Bisnis.com, JAKARTA -- Konsultan properti KnightFrank Indonesia menilai minimnya gedung berkonsep ESG (Environtmental, Social and Governance) atau green building di Jakarta terkendala tingginya nilai investasi yang harus dikeluarkan developer.
Associate Director Property and Engineering Management Knight Frank Indonesia Toni Peredina mengatakan biaya diperlukan untuk membangun gedung ESG lebih besar 30-40 persen.

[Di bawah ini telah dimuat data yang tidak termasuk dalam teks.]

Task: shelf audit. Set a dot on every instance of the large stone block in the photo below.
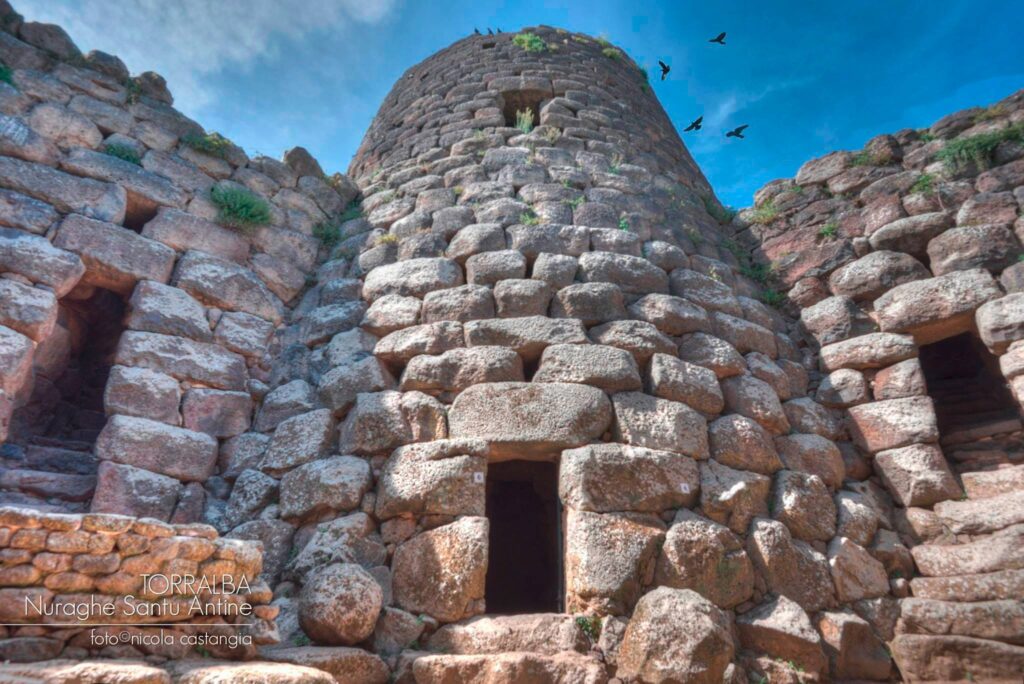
(128, 490)
(182, 358)
(37, 259)
(937, 307)
(70, 195)
(642, 420)
(225, 285)
(529, 420)
(158, 447)
(115, 258)
(609, 557)
(894, 423)
(605, 478)
(160, 308)
(441, 572)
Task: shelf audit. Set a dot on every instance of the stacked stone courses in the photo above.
(745, 492)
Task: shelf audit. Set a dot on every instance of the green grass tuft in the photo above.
(924, 184)
(214, 144)
(977, 150)
(123, 152)
(240, 209)
(524, 120)
(766, 213)
(530, 42)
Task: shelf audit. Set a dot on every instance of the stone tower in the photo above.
(513, 403)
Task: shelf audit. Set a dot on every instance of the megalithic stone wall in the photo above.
(535, 269)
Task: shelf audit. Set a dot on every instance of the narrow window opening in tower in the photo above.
(520, 100)
(524, 572)
(971, 397)
(53, 431)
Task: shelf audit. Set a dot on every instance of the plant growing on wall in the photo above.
(240, 209)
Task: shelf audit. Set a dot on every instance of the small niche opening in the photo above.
(521, 100)
(524, 560)
(971, 397)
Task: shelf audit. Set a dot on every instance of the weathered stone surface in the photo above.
(935, 308)
(707, 557)
(32, 311)
(916, 475)
(868, 351)
(115, 258)
(181, 358)
(68, 194)
(529, 420)
(155, 307)
(1000, 323)
(298, 440)
(413, 278)
(875, 273)
(608, 558)
(645, 421)
(756, 399)
(676, 635)
(731, 497)
(894, 423)
(605, 478)
(186, 231)
(605, 368)
(454, 371)
(792, 568)
(129, 490)
(225, 285)
(159, 447)
(441, 571)
(856, 573)
(527, 336)
(433, 478)
(339, 604)
(803, 504)
(926, 657)
(330, 484)
(782, 630)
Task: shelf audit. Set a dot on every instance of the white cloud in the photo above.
(187, 41)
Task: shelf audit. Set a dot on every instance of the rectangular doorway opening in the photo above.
(971, 397)
(524, 558)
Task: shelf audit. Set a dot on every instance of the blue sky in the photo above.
(808, 77)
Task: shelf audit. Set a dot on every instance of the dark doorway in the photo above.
(524, 558)
(971, 397)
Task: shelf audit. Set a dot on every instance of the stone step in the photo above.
(986, 587)
(1001, 551)
(999, 621)
(515, 668)
(986, 483)
(951, 658)
(542, 633)
(982, 516)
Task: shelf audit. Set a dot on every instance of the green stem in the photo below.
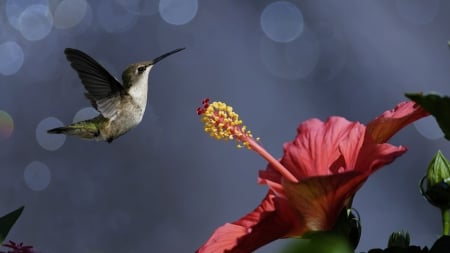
(445, 221)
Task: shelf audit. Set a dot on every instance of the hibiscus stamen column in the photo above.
(222, 123)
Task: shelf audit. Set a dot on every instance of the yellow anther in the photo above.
(222, 123)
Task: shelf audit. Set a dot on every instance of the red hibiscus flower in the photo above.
(317, 177)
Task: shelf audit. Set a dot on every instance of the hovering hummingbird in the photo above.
(121, 107)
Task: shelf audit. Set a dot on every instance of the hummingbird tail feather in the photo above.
(77, 129)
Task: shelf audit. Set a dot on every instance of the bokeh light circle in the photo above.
(11, 58)
(70, 13)
(294, 60)
(178, 12)
(85, 113)
(35, 22)
(6, 125)
(282, 21)
(418, 11)
(37, 176)
(48, 141)
(429, 128)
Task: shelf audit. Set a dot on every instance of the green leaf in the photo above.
(319, 242)
(7, 221)
(436, 105)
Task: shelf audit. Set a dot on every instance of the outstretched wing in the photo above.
(103, 90)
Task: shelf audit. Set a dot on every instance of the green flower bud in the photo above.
(438, 170)
(399, 239)
(438, 182)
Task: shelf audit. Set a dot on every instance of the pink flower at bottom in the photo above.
(317, 177)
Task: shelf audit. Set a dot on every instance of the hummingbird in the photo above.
(121, 106)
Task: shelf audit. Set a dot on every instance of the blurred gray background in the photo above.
(165, 186)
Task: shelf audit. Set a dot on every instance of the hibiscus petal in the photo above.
(390, 122)
(271, 220)
(319, 200)
(320, 139)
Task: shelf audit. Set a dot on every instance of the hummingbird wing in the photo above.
(103, 90)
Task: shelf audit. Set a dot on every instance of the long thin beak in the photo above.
(157, 59)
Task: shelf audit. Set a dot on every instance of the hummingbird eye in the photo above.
(141, 69)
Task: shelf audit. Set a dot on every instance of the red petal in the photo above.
(272, 219)
(316, 148)
(390, 122)
(319, 200)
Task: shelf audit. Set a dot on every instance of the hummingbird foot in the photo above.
(76, 130)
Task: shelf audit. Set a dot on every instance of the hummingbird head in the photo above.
(135, 72)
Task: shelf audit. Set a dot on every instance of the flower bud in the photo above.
(399, 239)
(438, 182)
(438, 170)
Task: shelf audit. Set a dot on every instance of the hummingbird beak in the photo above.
(157, 59)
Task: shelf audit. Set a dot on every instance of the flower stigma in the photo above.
(222, 123)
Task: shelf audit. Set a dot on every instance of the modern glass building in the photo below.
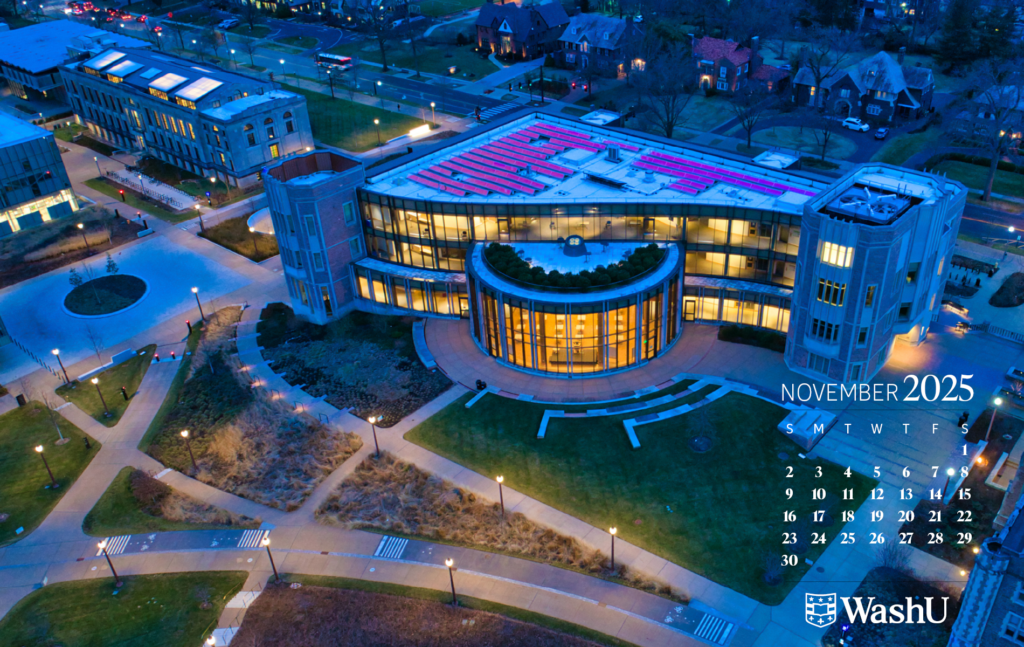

"Kendala yang dialami para pengembang properti biasanya adalah nilai investasi yang dibutuhkan jauh lebih tinggi dari bangunan biasa, yaitu sebesar 30-40 persen. Semakin tinggi tingkatan green yang ingin dicapai maka semakin tinggi juga nilai investasinya," kata Toni saat dihubungi Bisnis, Selasa (23/8/2022).
Perbedaan nilai investasi yang dikeluarkan berasal dari peralatan, bahan material, hingga teknologi yang digunakan harus ramah lingkungan. Namun, Toni menilai ada urgensi yang dapat menjadi pertimbangan developer.
"Hal ini mungkin bisa dilihat dari carbon footprint tax (pajak jejak karbon) yang akan diterapkan dan minat pasar terhadap gedung berkonsep green building," terangnya.
Dengan biaya investasi yang tinggi, tak heran jika harga sewa di gedung bersertifikat hijau ini lebih besar. Berdasarkan data dari Jakarta Property Highlight 1H2022 yang dirilis KnightFrank, rerata harga sewa ruang kantor ESG lebih tinggi 42 persen dari non ESG.
Di sisi lain, Toni menuturkan proyek apartemen dengan konsep green building dapat menekan biaya operasional yang akan berdampak pada service charge.
"Tetapi tentunya dengan harga pembangunan yang lebih mahal maka hal ini juga tentu akan turut mempengaruhi harga jual unitnya," tandasnya.
Lebih lanjut, Toni meyakini penambahan jumlah gedung ESG dapat bertambah di berbagai subsektor properti jika diiringi dengan regulasi dan insentif yang diterapkan pemerintah, misalnya dalam bentuk pemotongan biaya PBB dan sebagainya.